After approximately 57 days, 6 hours, and 3 minutes, AF FINALLY decided to rear her ugly head. Okay, it was actually just 57 days. That's a long time to wait. Although it wasn't the plan to cycle in December, we decided to roll with it. At this point, the plan has been thrown so far out the window, it doesn't really matter anyhow.
Unfortunately, when I called Courtney (my "fertility coordinator"), this is the conversation that followed:
Me (somewhat excitedly): Hi, Courtney? I need to schedule my baseline ultrasound. We're ready to try again!
Courtney: Oh.
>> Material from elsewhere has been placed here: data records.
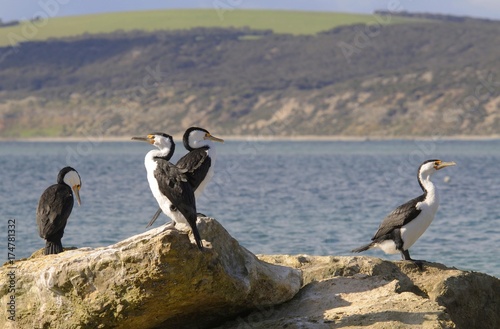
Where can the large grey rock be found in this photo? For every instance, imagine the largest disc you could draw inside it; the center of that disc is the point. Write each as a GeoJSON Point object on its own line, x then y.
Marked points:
{"type": "Point", "coordinates": [365, 292]}
{"type": "Point", "coordinates": [158, 279]}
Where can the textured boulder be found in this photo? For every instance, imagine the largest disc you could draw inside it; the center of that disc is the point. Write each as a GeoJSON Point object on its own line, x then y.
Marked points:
{"type": "Point", "coordinates": [365, 292]}
{"type": "Point", "coordinates": [158, 279]}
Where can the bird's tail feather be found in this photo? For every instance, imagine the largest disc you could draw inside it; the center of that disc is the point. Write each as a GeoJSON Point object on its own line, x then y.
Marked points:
{"type": "Point", "coordinates": [53, 247]}
{"type": "Point", "coordinates": [363, 248]}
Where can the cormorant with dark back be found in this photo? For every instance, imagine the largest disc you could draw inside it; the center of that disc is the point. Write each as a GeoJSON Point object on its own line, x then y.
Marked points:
{"type": "Point", "coordinates": [54, 208]}
{"type": "Point", "coordinates": [405, 224]}
{"type": "Point", "coordinates": [169, 184]}
{"type": "Point", "coordinates": [199, 162]}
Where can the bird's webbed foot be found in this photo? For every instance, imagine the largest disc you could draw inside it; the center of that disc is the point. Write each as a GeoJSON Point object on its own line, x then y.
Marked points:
{"type": "Point", "coordinates": [405, 254]}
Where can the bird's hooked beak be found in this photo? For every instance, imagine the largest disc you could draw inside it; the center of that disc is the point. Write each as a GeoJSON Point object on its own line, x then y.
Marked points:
{"type": "Point", "coordinates": [149, 138]}
{"type": "Point", "coordinates": [76, 189]}
{"type": "Point", "coordinates": [213, 138]}
{"type": "Point", "coordinates": [442, 164]}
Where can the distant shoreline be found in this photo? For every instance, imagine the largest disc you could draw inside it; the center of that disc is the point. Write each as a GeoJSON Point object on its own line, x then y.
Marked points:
{"type": "Point", "coordinates": [332, 138]}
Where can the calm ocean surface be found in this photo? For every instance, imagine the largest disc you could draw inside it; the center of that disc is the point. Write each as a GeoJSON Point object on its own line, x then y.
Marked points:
{"type": "Point", "coordinates": [311, 197]}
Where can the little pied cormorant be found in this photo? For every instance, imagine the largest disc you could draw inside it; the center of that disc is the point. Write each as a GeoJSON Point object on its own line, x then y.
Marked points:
{"type": "Point", "coordinates": [199, 163]}
{"type": "Point", "coordinates": [169, 184]}
{"type": "Point", "coordinates": [405, 224]}
{"type": "Point", "coordinates": [54, 208]}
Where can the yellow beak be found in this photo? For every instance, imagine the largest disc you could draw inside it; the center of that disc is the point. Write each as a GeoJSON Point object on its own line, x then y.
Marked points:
{"type": "Point", "coordinates": [443, 164]}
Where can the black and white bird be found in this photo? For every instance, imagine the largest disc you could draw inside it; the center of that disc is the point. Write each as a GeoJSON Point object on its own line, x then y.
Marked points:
{"type": "Point", "coordinates": [199, 163]}
{"type": "Point", "coordinates": [54, 208]}
{"type": "Point", "coordinates": [169, 184]}
{"type": "Point", "coordinates": [405, 224]}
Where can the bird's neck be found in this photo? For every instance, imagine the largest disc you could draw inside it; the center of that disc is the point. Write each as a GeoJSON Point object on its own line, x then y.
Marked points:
{"type": "Point", "coordinates": [165, 153]}
{"type": "Point", "coordinates": [428, 186]}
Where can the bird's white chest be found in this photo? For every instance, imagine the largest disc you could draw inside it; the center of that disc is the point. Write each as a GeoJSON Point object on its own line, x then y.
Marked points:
{"type": "Point", "coordinates": [163, 201]}
{"type": "Point", "coordinates": [414, 229]}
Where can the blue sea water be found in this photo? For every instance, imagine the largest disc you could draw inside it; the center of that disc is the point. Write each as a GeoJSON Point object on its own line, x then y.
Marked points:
{"type": "Point", "coordinates": [274, 197]}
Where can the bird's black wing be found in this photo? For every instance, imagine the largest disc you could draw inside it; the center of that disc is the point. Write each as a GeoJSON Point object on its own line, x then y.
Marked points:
{"type": "Point", "coordinates": [196, 163]}
{"type": "Point", "coordinates": [400, 216]}
{"type": "Point", "coordinates": [53, 211]}
{"type": "Point", "coordinates": [173, 183]}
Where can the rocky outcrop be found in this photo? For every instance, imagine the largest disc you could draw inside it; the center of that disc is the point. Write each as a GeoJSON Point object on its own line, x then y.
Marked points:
{"type": "Point", "coordinates": [365, 292]}
{"type": "Point", "coordinates": [158, 279]}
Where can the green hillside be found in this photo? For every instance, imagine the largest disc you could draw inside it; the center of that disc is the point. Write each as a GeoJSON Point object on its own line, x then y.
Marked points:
{"type": "Point", "coordinates": [293, 22]}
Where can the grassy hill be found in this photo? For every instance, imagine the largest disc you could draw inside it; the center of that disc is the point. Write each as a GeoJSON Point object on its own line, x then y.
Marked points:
{"type": "Point", "coordinates": [432, 78]}
{"type": "Point", "coordinates": [293, 22]}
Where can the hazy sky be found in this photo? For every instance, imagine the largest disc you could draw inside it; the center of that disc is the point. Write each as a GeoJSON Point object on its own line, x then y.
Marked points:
{"type": "Point", "coordinates": [27, 9]}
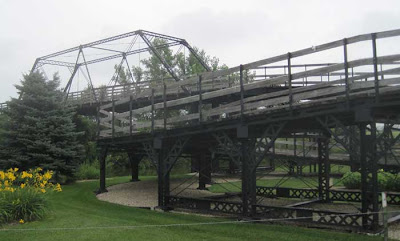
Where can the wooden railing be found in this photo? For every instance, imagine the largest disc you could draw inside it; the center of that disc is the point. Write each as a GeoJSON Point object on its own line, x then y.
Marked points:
{"type": "Point", "coordinates": [338, 82]}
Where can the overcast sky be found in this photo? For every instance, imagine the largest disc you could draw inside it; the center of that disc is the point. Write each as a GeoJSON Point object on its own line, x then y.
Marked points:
{"type": "Point", "coordinates": [234, 31]}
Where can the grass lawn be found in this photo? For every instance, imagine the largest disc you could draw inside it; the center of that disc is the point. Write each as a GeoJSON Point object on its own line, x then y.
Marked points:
{"type": "Point", "coordinates": [77, 207]}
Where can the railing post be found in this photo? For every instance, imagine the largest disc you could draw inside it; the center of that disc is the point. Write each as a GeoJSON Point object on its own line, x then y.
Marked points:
{"type": "Point", "coordinates": [152, 110]}
{"type": "Point", "coordinates": [130, 115]}
{"type": "Point", "coordinates": [200, 100]}
{"type": "Point", "coordinates": [290, 81]}
{"type": "Point", "coordinates": [241, 94]}
{"type": "Point", "coordinates": [375, 62]}
{"type": "Point", "coordinates": [98, 119]}
{"type": "Point", "coordinates": [165, 104]}
{"type": "Point", "coordinates": [346, 72]}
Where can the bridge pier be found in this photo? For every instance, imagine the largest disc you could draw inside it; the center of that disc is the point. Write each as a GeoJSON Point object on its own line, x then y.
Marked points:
{"type": "Point", "coordinates": [323, 168]}
{"type": "Point", "coordinates": [102, 159]}
{"type": "Point", "coordinates": [134, 161]}
{"type": "Point", "coordinates": [369, 176]}
{"type": "Point", "coordinates": [204, 168]}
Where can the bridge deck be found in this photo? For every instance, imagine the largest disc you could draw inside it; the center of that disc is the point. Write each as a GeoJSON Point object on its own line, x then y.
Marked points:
{"type": "Point", "coordinates": [237, 93]}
Well, we're actually not starting anyone on meds right now because of the holidays.
Me: *silence* except for maybe the sound of my heart sinking
Courtney: We'll just wait until next cycle. It's ok.
Me: Okay. I guess I'll talk to you then.
First off, for those of you that have been through this, is it normal for a clinic to not start patients on meds because of the holidays? It surprised me, but I didn't know if maybe this was common practice...
This all took place on Friday afternoon, so I sucked it in and had a great weekend with my friends. Yesterday though, it hit me.
I was so sad. More sad than I thought I would be. It seems like every time I am ready and excited and hopeful and feeling strong and courageous, something goes wrong. I just finally hit my knees to cry and pray and cry and pray.
So there you have it. More waiting. Will there ever, ever, ever be an end to the waiting???